Starting the journey of recovery is difficult. It’s lonely, it’s scary and I didn’t feel like doing it. I felt shame. I felt like noone else had experienced what I had experienced. Noone else could understand me. Noone else knew what I was going through. Even when I started going to counseling with Carol, I felt like it was all my fault that we were doing this, so there was blame on me. Guilt, blame and shame. But then, in our second counseling session, Carol shared how she had put one of her dreams on hold because of me, so I could follow my dream of going back to school and changing careers so I could go into ministry. She had done a lot and given up a lot for me. When I started attending recovery meetings, I found out that while each person’s circumstances are different, everyone in recovery had hurts, hangups and habits and a lot of pain that they were trying to deal with. Ultimately we’re all broken people. I changed my opinion about “those addicts” in recovery to “us people” who are all broken and realized that all people should be in recovery because everyone has pain and can benefit from walking through the recovery process.

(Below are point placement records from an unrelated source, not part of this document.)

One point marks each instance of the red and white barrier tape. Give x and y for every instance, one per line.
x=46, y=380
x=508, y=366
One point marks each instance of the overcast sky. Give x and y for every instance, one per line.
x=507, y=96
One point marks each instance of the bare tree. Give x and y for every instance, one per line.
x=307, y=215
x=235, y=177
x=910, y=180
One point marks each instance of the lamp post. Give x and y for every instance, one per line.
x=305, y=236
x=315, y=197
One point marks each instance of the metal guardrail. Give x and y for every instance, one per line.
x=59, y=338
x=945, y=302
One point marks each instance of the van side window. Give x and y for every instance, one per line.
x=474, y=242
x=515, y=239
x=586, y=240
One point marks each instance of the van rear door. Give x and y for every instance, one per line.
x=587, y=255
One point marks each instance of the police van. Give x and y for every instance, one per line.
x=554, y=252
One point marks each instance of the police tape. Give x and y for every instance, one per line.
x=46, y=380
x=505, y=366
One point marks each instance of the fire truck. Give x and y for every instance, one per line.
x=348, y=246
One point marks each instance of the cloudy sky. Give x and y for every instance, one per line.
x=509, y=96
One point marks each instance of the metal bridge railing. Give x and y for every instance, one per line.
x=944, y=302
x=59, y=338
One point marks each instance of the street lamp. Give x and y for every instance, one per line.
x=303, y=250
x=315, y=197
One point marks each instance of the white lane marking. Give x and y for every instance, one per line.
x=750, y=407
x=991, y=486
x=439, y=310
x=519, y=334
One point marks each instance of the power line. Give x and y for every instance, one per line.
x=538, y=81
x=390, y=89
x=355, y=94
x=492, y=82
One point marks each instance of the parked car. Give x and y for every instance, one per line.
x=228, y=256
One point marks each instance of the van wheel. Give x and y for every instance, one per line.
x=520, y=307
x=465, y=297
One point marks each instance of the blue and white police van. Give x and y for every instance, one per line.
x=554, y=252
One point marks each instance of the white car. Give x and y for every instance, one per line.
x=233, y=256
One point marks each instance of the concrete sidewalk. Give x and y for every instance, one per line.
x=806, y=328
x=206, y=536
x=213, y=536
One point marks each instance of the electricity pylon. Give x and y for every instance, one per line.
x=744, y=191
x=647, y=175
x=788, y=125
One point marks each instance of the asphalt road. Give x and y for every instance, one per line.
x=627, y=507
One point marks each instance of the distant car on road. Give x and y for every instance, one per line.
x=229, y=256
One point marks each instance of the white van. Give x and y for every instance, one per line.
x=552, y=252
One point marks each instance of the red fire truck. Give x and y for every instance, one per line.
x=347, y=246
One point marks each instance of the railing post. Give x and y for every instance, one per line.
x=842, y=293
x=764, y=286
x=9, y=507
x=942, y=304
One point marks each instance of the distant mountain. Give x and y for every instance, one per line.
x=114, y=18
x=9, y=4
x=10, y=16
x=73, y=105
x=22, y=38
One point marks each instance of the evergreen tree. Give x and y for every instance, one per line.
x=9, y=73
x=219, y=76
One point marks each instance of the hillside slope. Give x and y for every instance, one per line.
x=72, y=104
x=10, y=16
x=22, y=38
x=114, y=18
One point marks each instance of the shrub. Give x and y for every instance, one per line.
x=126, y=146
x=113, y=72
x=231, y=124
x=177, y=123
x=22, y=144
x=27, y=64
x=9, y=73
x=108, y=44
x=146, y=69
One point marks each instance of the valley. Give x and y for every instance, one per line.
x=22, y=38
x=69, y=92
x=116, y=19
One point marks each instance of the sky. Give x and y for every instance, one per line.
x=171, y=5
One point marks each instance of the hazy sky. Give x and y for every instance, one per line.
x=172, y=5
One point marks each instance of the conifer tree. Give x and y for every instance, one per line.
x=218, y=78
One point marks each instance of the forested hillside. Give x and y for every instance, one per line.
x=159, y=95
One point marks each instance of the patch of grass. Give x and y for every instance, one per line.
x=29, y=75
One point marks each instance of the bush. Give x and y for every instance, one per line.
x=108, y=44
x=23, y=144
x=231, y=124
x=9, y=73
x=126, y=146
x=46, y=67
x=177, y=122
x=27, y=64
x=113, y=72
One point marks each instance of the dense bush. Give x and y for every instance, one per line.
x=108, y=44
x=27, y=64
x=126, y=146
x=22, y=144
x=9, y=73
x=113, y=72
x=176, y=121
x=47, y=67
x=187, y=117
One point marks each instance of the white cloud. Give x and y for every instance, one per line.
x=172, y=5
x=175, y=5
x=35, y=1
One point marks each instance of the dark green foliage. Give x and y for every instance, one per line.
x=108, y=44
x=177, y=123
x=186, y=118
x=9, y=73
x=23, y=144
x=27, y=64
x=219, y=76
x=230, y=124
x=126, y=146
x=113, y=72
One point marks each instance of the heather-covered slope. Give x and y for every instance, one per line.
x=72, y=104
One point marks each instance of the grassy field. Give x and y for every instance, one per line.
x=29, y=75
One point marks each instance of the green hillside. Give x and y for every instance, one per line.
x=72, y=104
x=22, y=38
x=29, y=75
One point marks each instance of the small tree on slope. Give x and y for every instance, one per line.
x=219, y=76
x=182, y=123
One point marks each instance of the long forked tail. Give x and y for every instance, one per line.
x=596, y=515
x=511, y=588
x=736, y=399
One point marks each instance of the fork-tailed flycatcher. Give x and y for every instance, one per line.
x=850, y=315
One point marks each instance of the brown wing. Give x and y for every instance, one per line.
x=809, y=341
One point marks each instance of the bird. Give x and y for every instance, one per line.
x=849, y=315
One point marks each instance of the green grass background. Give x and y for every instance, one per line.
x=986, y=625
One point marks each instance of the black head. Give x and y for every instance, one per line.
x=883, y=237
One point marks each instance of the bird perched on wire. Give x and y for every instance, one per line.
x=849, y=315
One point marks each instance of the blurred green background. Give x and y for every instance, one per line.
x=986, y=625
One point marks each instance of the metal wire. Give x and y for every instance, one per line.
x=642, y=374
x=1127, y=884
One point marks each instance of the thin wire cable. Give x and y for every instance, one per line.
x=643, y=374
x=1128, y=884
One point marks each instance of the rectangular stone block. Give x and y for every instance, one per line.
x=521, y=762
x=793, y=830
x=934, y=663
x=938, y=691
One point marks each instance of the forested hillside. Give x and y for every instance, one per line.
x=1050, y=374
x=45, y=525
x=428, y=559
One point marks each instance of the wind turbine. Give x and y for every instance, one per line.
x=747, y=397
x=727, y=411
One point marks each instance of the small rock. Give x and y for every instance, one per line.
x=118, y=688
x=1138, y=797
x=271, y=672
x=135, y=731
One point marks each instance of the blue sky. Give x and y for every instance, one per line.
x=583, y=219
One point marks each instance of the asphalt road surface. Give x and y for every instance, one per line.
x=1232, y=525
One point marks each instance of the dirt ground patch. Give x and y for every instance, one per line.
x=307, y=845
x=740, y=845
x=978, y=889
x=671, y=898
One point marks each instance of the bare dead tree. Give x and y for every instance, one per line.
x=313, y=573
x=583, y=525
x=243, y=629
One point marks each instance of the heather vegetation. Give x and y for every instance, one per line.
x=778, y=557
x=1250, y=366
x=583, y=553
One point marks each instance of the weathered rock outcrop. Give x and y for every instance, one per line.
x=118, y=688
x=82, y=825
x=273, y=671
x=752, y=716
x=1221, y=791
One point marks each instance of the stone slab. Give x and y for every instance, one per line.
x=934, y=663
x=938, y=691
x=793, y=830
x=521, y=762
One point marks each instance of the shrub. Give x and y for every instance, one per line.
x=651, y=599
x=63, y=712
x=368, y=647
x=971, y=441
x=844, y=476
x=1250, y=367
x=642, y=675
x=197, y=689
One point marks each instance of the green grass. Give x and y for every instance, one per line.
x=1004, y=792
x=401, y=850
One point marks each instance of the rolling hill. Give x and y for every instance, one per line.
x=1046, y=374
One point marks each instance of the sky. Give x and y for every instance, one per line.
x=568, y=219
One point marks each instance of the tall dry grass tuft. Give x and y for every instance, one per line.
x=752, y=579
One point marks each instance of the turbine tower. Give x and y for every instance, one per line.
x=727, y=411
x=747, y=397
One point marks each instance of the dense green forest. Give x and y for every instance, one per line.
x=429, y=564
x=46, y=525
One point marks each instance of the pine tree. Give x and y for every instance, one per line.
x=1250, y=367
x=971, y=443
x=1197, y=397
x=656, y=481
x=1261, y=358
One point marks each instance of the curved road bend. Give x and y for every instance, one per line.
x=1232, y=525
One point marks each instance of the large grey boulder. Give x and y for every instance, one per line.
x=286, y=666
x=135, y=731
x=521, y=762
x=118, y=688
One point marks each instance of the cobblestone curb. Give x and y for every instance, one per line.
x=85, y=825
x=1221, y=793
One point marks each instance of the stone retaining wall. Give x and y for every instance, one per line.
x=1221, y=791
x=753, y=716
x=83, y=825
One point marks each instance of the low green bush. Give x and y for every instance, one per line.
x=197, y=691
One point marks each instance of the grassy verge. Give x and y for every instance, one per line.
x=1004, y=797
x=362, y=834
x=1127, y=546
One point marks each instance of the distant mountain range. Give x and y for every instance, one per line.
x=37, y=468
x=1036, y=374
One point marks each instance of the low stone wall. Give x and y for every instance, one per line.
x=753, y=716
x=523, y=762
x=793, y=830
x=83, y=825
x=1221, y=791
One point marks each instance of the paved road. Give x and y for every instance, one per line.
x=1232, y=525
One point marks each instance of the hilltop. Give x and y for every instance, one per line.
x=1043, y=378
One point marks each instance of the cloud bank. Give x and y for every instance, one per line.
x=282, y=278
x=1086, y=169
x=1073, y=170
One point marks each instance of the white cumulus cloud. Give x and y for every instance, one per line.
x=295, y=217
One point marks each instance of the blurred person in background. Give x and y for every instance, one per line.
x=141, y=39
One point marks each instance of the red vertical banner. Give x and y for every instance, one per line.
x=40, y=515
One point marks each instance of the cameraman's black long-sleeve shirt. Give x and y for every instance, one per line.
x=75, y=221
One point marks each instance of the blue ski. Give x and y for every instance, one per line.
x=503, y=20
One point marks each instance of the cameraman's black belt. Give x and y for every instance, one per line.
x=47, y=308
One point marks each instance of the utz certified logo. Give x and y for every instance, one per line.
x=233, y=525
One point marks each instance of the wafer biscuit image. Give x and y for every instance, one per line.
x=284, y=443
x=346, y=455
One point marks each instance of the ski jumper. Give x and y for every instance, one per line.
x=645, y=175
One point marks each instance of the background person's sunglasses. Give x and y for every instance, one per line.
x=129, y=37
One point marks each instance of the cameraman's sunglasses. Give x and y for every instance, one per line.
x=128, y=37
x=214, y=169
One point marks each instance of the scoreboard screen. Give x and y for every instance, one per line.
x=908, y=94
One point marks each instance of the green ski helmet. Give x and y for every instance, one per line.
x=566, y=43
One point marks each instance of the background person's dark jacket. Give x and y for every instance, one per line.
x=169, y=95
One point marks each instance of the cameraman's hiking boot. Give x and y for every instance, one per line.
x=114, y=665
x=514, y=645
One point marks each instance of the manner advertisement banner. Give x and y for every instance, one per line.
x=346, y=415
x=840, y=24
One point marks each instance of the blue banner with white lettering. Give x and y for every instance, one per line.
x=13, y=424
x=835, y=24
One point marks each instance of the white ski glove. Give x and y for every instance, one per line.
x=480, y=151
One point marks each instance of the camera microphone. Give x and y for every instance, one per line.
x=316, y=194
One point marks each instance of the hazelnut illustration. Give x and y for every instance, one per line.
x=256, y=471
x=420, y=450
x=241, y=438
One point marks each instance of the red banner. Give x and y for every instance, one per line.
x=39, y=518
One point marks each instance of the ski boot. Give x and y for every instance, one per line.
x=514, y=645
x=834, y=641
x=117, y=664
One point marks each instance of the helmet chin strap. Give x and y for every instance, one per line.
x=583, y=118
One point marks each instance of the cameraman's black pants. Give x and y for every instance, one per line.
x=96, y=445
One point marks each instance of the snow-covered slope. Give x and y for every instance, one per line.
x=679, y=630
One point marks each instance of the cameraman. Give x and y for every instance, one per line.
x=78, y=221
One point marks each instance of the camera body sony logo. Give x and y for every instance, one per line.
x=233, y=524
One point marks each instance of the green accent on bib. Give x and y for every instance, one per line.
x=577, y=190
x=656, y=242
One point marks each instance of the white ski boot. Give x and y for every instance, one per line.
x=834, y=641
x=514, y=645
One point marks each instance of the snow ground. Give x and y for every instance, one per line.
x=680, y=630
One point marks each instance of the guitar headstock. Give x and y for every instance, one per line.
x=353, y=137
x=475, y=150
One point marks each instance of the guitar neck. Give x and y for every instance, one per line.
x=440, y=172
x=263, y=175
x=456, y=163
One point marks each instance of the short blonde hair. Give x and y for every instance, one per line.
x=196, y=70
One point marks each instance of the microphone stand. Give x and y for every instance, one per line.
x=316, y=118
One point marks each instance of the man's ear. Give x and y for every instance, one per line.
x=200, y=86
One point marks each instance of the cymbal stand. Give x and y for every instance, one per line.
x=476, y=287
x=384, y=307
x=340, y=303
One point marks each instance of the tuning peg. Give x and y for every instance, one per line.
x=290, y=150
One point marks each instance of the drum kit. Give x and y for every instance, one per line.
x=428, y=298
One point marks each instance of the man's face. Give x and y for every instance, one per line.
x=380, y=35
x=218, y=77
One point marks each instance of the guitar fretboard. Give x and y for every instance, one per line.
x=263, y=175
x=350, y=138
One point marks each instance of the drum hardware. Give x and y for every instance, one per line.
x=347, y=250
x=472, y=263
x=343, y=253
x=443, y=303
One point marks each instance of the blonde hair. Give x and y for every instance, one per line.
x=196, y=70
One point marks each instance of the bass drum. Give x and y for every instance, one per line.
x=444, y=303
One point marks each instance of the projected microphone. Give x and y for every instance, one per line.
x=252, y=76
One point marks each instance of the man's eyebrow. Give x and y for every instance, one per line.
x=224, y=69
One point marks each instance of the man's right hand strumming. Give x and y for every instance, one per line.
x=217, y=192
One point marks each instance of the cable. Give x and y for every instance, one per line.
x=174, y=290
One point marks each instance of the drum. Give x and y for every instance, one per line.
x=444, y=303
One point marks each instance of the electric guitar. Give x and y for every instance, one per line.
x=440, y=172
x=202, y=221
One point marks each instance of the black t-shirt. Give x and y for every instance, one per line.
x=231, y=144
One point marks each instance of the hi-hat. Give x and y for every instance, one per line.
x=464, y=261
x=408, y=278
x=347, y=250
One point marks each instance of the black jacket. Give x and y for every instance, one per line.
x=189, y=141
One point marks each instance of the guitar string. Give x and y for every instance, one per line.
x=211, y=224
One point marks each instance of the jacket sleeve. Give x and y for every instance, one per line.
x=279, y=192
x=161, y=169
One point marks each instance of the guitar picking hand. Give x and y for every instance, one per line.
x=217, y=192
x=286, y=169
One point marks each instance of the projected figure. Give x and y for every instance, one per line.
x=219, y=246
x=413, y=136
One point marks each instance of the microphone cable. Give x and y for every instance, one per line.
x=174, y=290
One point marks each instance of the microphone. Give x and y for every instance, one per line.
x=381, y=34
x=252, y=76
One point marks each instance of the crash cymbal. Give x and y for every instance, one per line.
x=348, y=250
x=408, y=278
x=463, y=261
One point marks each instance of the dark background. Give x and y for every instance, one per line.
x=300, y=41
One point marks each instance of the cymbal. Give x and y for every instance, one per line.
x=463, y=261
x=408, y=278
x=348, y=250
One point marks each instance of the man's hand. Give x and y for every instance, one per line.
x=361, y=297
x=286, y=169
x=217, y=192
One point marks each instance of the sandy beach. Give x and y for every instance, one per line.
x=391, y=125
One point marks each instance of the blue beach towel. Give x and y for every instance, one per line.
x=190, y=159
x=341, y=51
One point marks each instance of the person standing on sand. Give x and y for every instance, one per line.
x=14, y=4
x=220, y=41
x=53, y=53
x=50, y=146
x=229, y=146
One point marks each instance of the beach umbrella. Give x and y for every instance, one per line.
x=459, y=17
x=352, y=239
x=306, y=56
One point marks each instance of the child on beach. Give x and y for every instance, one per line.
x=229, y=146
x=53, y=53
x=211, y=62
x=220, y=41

For me, the guys in recovery with me were my support system. They knew the worst about me and loved me anyway. They didn’t judge me or try to fix me, but listened to me as I shared my story, my emotions and my pain. And I didn’t judge them or try to fix them but listened to them. We were able to pour out our hearts in a safe environment of anonymity and confidentiality. I looked forward to going to recovery meetings. It was there that I could be honest with the people in my support system about the struggles I was going through, the emotions I was dealing with, and the pain I was feeling. In addition to my sponsor’s support and the support of my recovery small group, my wife stood by me and supported me on my journey of recovery. And while my recovery was my responsibility and didn’t depend on her, without her support my journey would have been much more difficult.
Several years later, while I was still in recovery, my wife was diagnosed with Multiple Sclerosis. Just as she had supported me in my recovery journey, I wanted to support her in her journey pursuing health. When she changed to a whole-foods plant based way of eating, initially I didn’t have a reason to change with her and didn’t really want to, but I wanted to support her. I thought that if making this change would help her it would also be good for me. So I made the commitment to go on this journey with her. All this to say two things: 1) Ultimately our recovery journey is our own responsibility but that 2) Our support of each other is crucial, and especially support from our spouse is a huge help in our recovery and our health, whether we’re talking about the 12-step recovery process or trying to live a healthier lifestyle, specifically in what we eat or not eat. I would encourage anyone who is listening and may not be in recovery but their spouse or their friend is in recovery or struggling right now, please support them and don’t try to sabotage the recovery or health journey they are on. Support them. We’re better together.